The MUDRI Compendium

Compendium cover page Since our inception, MUDRI’s strong interest in community resilience triggered the inspiration to create this Compendium of Victorian Community-based Resilience Building Case Studies, the first of its kind in Australia, to feature resilience-building case studies, shared learnings, insights, challenges and solutions in this context.

The MUDRI team created, improved and progressed this resource over a number of years. The initial idea for the Compendium was born out of a series of Annual MUDRI Forums that explored the national and political mandate to adopt coordinated, resilience-based approaches to emergency and disaster management guided by the National Strategy for Disaster Resilience (2011). As a result, people presented case studies at the MUDRI Community Resilience-building Forums. We recognised the need to support communities to avoid duplication, preserve precious resources, and capture these learnings in a single collection. These all inspired the creation of the Compendium.

The Compendium enables communities to promote their resilience-building activities to other Victorians, with the creators of each case study encouraged to share their ideas, their journeys, and to explain how they overcame challenges and discovered unexpected findings. It also represents a comprehensive resource that encourages resilience-building activities to others and supports them in strengthening resilience within their own communities by providing examples and expertise.

Free access to the Compendium provides a resource for all people from across all sectors, council boundaries and community groups to deliver resilience-building projects that help Victorian communities become even more viable, sustainable, liveable and prosperous, today and long into the future.

MUDRI invites you to contribute your community-based resilience-building activity/ies to the Compendium, so together we can use shared experiences and learnings to strengthen community resilience across Victoria.

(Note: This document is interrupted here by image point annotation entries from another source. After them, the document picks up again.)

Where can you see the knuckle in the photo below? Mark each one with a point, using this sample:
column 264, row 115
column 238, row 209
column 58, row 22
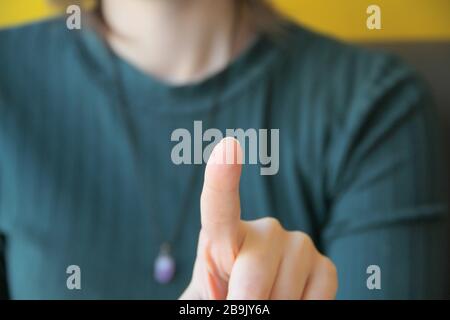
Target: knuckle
column 302, row 240
column 330, row 267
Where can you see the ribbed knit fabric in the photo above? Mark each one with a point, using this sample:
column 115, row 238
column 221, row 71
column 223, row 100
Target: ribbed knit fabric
column 88, row 181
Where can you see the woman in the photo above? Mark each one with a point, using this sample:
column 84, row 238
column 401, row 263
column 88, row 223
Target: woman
column 92, row 204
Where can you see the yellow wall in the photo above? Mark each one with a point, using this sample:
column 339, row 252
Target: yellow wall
column 401, row 19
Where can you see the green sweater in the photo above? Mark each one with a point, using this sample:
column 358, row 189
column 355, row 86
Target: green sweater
column 87, row 180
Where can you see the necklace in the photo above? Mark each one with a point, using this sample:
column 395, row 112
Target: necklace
column 164, row 264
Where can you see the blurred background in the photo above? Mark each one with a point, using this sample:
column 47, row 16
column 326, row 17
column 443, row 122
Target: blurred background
column 418, row 30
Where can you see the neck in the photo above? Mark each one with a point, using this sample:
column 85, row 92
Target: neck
column 179, row 41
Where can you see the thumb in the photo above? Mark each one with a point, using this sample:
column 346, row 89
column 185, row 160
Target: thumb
column 220, row 204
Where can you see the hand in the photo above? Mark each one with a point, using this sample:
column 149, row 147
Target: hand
column 251, row 259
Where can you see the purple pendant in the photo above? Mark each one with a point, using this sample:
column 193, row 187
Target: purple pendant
column 164, row 266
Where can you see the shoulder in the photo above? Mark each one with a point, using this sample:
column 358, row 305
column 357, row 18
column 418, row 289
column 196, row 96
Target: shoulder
column 30, row 49
column 345, row 79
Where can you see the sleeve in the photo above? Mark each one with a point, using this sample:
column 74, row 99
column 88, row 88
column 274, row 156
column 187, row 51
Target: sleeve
column 3, row 279
column 388, row 193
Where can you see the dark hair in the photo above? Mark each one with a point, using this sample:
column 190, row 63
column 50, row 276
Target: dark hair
column 262, row 14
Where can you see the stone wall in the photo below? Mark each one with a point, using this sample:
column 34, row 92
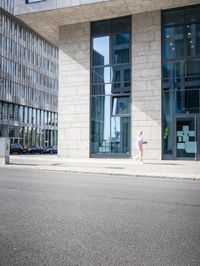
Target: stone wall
column 146, row 81
column 74, row 90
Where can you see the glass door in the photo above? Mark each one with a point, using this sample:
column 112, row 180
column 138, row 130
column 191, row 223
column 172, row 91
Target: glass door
column 186, row 137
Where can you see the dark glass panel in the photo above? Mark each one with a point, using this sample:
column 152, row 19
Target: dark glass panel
column 121, row 25
column 120, row 49
column 101, row 28
column 167, row 123
column 166, row 70
column 121, row 105
column 192, row 69
column 101, row 51
column 101, row 75
column 186, row 145
column 101, row 89
column 173, row 41
column 11, row 132
column 100, row 128
column 193, row 39
column 173, row 17
column 121, row 79
column 193, row 15
column 187, row 101
column 120, row 135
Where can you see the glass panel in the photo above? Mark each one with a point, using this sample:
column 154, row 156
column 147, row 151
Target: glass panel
column 101, row 75
column 167, row 123
column 186, row 145
column 101, row 28
column 173, row 42
column 193, row 39
column 121, row 76
column 187, row 101
column 120, row 135
column 121, row 105
column 121, row 25
column 121, row 48
column 101, row 51
column 193, row 70
column 173, row 17
column 100, row 136
column 193, row 15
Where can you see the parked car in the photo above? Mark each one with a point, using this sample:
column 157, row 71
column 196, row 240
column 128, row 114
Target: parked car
column 17, row 148
column 35, row 149
column 51, row 149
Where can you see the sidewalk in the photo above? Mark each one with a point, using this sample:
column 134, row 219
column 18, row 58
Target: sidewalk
column 187, row 170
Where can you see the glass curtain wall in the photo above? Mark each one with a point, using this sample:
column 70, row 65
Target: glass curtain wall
column 181, row 81
column 28, row 83
column 111, row 87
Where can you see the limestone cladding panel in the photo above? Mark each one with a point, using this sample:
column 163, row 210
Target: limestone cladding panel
column 146, row 81
column 74, row 90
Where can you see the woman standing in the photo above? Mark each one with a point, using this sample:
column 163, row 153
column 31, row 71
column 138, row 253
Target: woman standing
column 139, row 145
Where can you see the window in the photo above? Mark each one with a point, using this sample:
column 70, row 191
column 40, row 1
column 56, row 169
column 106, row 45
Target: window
column 33, row 1
column 110, row 87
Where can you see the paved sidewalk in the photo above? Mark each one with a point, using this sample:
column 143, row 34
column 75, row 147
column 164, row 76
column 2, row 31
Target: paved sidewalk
column 188, row 170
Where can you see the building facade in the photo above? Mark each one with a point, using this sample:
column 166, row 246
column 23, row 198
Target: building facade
column 124, row 66
column 28, row 83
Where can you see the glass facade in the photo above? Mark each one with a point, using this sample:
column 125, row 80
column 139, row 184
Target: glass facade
column 111, row 87
column 28, row 85
column 181, row 83
column 7, row 5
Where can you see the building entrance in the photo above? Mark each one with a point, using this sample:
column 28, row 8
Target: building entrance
column 187, row 135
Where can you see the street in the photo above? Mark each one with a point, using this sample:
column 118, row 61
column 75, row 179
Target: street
column 53, row 218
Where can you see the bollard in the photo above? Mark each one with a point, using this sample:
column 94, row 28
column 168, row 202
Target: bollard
column 4, row 150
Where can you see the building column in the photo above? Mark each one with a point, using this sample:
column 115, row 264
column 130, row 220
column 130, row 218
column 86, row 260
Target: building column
column 74, row 90
column 146, row 82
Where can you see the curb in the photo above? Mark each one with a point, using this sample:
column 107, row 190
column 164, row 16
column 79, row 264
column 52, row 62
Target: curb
column 154, row 176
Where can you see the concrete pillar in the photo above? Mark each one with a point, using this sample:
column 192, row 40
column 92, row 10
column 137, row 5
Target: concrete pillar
column 146, row 81
column 74, row 90
column 4, row 150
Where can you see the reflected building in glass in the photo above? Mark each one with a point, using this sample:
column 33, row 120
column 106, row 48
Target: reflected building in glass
column 28, row 83
column 111, row 87
column 181, row 83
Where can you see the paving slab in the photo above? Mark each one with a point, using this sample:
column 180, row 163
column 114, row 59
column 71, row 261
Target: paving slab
column 184, row 170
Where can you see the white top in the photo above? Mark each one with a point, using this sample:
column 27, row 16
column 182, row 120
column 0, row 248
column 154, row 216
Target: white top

The Upper Beaconsfield Bushfire & Biodiversity Tool

This community-led, values-based bushfire risk mitigation project delivers a single point of tailored local information for residents living in Upper Beaconsfield, Guys Hill and Dewhurst.

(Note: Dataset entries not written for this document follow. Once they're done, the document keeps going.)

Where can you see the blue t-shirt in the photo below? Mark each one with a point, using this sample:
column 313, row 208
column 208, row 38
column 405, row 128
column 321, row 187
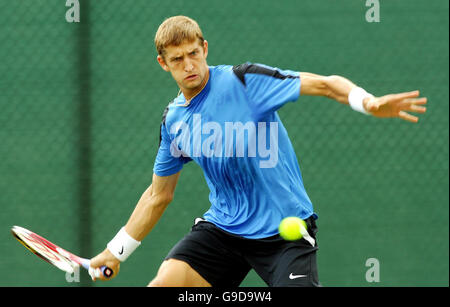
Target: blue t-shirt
column 232, row 130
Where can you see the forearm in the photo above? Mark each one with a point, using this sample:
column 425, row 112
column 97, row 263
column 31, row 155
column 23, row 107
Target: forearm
column 338, row 88
column 146, row 214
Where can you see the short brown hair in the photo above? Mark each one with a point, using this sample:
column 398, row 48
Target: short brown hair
column 176, row 30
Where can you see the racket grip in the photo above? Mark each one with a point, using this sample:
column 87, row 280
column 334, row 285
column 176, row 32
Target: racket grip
column 107, row 272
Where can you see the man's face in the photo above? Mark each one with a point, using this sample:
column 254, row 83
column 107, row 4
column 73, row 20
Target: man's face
column 187, row 64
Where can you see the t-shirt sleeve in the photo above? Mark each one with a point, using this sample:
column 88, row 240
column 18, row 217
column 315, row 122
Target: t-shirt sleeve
column 168, row 160
column 268, row 88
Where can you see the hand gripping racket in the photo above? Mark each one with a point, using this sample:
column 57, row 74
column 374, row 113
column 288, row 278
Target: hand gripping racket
column 52, row 253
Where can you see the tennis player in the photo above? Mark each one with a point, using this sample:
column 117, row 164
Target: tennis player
column 225, row 120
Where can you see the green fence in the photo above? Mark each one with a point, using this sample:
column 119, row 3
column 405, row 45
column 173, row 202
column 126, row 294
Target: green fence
column 81, row 102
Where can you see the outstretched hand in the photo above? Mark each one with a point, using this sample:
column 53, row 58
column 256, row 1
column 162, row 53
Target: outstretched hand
column 397, row 105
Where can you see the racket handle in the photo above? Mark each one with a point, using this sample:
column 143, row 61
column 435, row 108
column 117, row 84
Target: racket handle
column 107, row 272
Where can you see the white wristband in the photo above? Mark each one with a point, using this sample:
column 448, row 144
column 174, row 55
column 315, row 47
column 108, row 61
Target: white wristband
column 356, row 97
column 122, row 245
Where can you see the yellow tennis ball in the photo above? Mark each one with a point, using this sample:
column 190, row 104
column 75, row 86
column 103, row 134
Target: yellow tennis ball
column 290, row 228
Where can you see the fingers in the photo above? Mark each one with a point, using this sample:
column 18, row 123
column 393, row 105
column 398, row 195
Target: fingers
column 414, row 105
column 408, row 117
column 406, row 95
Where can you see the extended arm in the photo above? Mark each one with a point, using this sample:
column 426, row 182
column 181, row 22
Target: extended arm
column 146, row 214
column 339, row 88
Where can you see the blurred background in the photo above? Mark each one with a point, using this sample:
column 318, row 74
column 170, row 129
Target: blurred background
column 81, row 104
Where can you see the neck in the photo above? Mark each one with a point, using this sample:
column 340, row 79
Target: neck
column 191, row 93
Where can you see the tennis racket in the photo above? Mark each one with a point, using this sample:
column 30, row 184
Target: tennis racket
column 52, row 253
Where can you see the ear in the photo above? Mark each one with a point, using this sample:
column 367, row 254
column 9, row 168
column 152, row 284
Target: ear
column 205, row 48
column 162, row 63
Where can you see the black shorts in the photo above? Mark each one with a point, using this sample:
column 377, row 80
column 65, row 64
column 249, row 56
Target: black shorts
column 224, row 259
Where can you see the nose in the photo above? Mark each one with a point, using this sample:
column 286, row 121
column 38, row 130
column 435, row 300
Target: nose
column 188, row 66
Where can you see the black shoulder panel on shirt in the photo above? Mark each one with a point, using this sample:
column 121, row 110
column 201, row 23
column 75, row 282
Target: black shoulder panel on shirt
column 163, row 122
column 248, row 68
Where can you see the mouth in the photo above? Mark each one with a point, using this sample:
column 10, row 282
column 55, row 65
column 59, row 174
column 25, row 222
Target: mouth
column 191, row 77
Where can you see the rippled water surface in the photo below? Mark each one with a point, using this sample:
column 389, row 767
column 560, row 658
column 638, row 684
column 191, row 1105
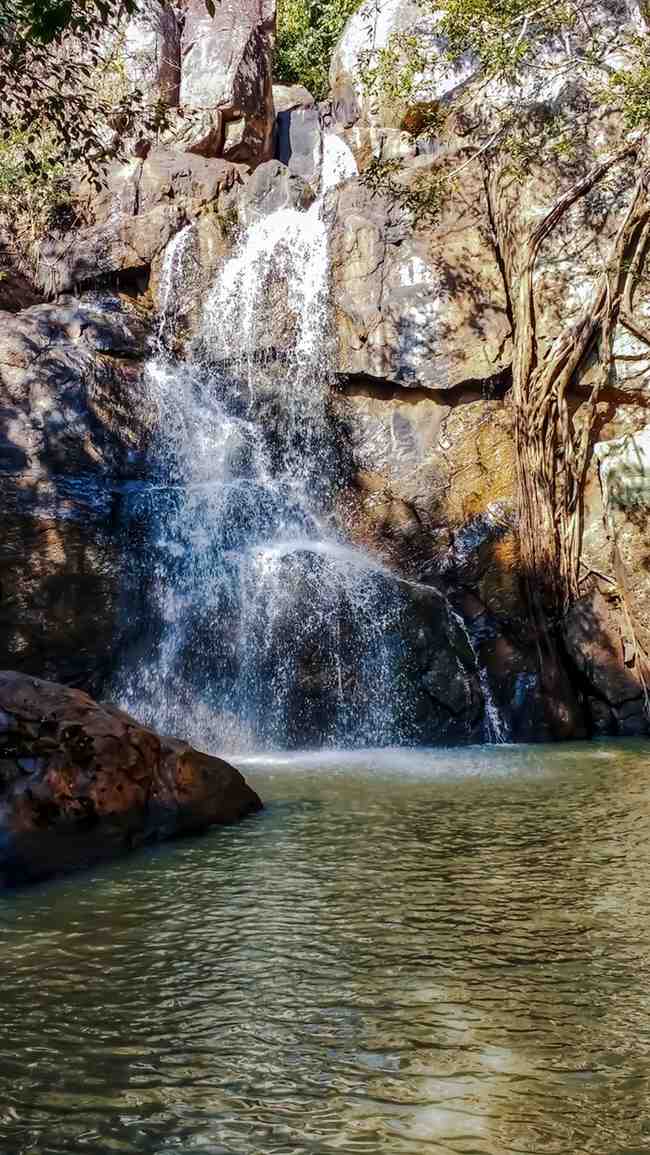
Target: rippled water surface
column 405, row 953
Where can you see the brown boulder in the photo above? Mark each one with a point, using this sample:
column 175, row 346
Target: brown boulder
column 81, row 782
column 226, row 69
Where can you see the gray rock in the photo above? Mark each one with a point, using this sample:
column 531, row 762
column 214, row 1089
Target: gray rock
column 75, row 422
column 151, row 52
column 226, row 67
column 82, row 782
column 417, row 307
column 299, row 141
column 273, row 186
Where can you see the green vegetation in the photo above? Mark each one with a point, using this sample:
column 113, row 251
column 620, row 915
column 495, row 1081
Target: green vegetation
column 510, row 140
column 307, row 31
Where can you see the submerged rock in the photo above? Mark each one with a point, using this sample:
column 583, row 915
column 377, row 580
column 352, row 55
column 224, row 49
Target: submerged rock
column 81, row 782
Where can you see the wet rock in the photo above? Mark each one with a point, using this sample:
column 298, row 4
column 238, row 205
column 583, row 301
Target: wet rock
column 610, row 667
column 273, row 186
column 380, row 24
column 81, row 782
column 151, row 52
column 418, row 307
column 75, row 425
column 119, row 245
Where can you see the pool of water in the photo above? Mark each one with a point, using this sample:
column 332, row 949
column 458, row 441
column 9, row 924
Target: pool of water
column 406, row 952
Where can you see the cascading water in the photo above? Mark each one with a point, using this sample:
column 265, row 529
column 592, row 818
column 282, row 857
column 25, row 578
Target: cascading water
column 263, row 627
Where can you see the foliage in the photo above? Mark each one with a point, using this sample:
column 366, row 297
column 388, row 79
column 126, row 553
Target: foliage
column 307, row 31
column 55, row 59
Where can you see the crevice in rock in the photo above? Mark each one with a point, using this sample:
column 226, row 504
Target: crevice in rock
column 360, row 385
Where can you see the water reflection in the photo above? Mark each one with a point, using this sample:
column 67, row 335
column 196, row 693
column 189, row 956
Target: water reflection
column 436, row 952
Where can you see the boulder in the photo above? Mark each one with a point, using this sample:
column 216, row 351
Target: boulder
column 103, row 252
column 609, row 663
column 273, row 186
column 226, row 62
column 298, row 133
column 418, row 306
column 82, row 782
column 151, row 52
column 375, row 28
column 75, row 425
column 624, row 467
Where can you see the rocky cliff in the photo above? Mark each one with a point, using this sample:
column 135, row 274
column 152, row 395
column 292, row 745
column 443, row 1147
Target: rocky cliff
column 423, row 329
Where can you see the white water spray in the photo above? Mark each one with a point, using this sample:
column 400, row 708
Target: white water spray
column 266, row 628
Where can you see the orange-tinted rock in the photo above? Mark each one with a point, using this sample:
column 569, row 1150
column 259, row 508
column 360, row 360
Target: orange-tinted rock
column 81, row 782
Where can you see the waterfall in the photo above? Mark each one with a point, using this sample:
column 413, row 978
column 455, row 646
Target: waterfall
column 263, row 627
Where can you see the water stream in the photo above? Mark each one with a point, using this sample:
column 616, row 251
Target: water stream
column 263, row 626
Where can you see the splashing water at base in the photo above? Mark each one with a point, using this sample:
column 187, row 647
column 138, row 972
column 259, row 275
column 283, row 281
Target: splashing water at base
column 263, row 630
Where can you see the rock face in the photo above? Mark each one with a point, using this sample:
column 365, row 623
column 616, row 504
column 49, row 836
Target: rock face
column 81, row 782
column 421, row 332
column 226, row 69
column 421, row 307
column 75, row 425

The user-friendly tool visualises a community’s devastating bushfire history, reveals its residents’ values about living in a bushfire-prone area, and provides evidence-based actions to protect homes and properties from bushfire risks.

The tool is designed to empower residents in one of Australia’s most at-risk communities to acquire tailored information and make informed decisions about protecting biodiversity and managing bushfire fuels on private property.

This project engages a community of approximately 3000 residents to undertake risk assessment and management, and collaborate with agencies, local government, subject experts and academia to mitigate the effects of bushfires.

The Victorian State Government’s Safer Together program funded this community-led project with in-kind support from local government, land and fire agencies, academics, environment and fire experts.